At the same time a survey team were sent to Southern Thule Island – at the southern end of the volcanic island chain. The survey findings will be analyzed to assess the scale of any clean-up work required as a result of previous human presence and whether it would cause unacceptable disruption for the resident penguin colonies – there are more than 60,000 penguins including the chinstrap, adelie and gentoo species - as well as many other varieties of wildlife.
Commanding Officer of HMS Protector Captain Rhett Hatcher said: “Part of our tasking in this austral summer takes us to some very inhospitable and challenging environments but my team are well trained, extremely keen and privileged to see some of these islands that few people ever get to visit.”
The on-board divers were also deployed, one task being to check the landing beach for any rocks or other underwater obstructions that may damage the landing boats. Leading Diver Hayes said: “Diving into such cold temperatures is always challenging but once in it is amazing to see all the wildlife and environment around and underwater – it is quite unlike anywhere else. We were watched the whole time by groups of penguins who seemed intrigued to know what we were doing.”

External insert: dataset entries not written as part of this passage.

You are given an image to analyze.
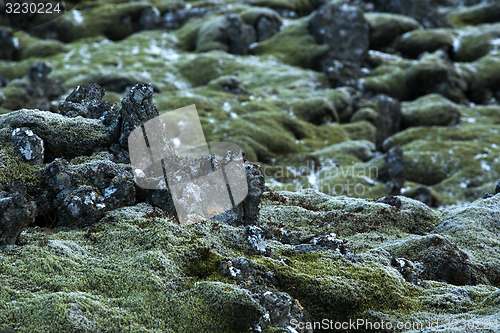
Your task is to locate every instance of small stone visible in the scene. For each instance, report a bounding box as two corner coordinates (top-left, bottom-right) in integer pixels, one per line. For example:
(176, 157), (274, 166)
(495, 180), (500, 194)
(376, 195), (402, 208)
(11, 127), (45, 165)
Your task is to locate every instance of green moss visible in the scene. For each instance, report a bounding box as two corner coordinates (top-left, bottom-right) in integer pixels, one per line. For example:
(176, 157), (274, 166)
(342, 120), (377, 143)
(240, 6), (281, 25)
(0, 60), (32, 80)
(19, 39), (69, 60)
(446, 2), (500, 26)
(253, 255), (421, 322)
(177, 51), (243, 87)
(401, 93), (460, 127)
(383, 125), (500, 204)
(471, 53), (500, 90)
(0, 144), (43, 190)
(254, 17), (328, 68)
(360, 64), (409, 100)
(0, 80), (31, 110)
(397, 29), (455, 58)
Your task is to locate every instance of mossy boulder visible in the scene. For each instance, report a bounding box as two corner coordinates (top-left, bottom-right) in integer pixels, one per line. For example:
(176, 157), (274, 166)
(240, 7), (281, 41)
(397, 29), (455, 58)
(195, 14), (256, 54)
(404, 50), (467, 103)
(383, 124), (500, 204)
(469, 53), (500, 103)
(248, 0), (316, 16)
(451, 24), (500, 62)
(401, 94), (460, 128)
(19, 39), (68, 60)
(364, 12), (421, 49)
(253, 17), (328, 68)
(290, 97), (338, 125)
(446, 2), (500, 26)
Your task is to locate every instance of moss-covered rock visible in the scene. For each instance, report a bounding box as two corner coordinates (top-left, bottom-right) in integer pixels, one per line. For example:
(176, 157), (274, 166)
(397, 29), (455, 58)
(364, 12), (421, 49)
(253, 17), (328, 68)
(383, 124), (500, 204)
(19, 39), (68, 60)
(451, 23), (500, 62)
(446, 2), (500, 26)
(401, 94), (460, 128)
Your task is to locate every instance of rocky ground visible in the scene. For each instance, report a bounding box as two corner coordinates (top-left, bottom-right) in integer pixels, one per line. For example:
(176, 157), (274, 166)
(1, 0), (500, 332)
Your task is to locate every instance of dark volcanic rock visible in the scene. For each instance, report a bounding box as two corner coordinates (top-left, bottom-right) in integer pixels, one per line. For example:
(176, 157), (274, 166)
(221, 257), (277, 287)
(308, 2), (369, 87)
(163, 7), (209, 31)
(372, 94), (402, 149)
(58, 83), (120, 140)
(11, 127), (45, 165)
(240, 7), (282, 42)
(0, 28), (17, 60)
(402, 94), (460, 128)
(378, 146), (404, 195)
(376, 195), (402, 208)
(207, 75), (249, 94)
(390, 256), (425, 286)
(220, 257), (312, 332)
(404, 186), (438, 208)
(43, 158), (136, 228)
(0, 73), (8, 87)
(240, 160), (266, 225)
(119, 83), (159, 148)
(0, 62), (64, 111)
(0, 183), (37, 246)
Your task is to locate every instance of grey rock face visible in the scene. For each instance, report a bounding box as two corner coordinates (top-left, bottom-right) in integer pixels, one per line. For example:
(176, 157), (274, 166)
(0, 183), (37, 246)
(308, 2), (369, 87)
(11, 127), (45, 165)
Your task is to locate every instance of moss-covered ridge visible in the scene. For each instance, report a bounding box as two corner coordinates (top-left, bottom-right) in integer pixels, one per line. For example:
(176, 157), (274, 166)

The last Royal Navy ship to reach Thule Island was HMS York in 2010 but their efforts to get ashore were hampered by the inhospitable environment and changeable weather.
After the visit to Southern Thule the ship battled her way through extensive ice and thick fog to South Georgia to conduct further hydrographic and diving operations. A team of ten from the ship’s crew did a beach clean-up in Moraine Fjord, mainly of wreckage from the two nearby shipwrecked fishing vessels.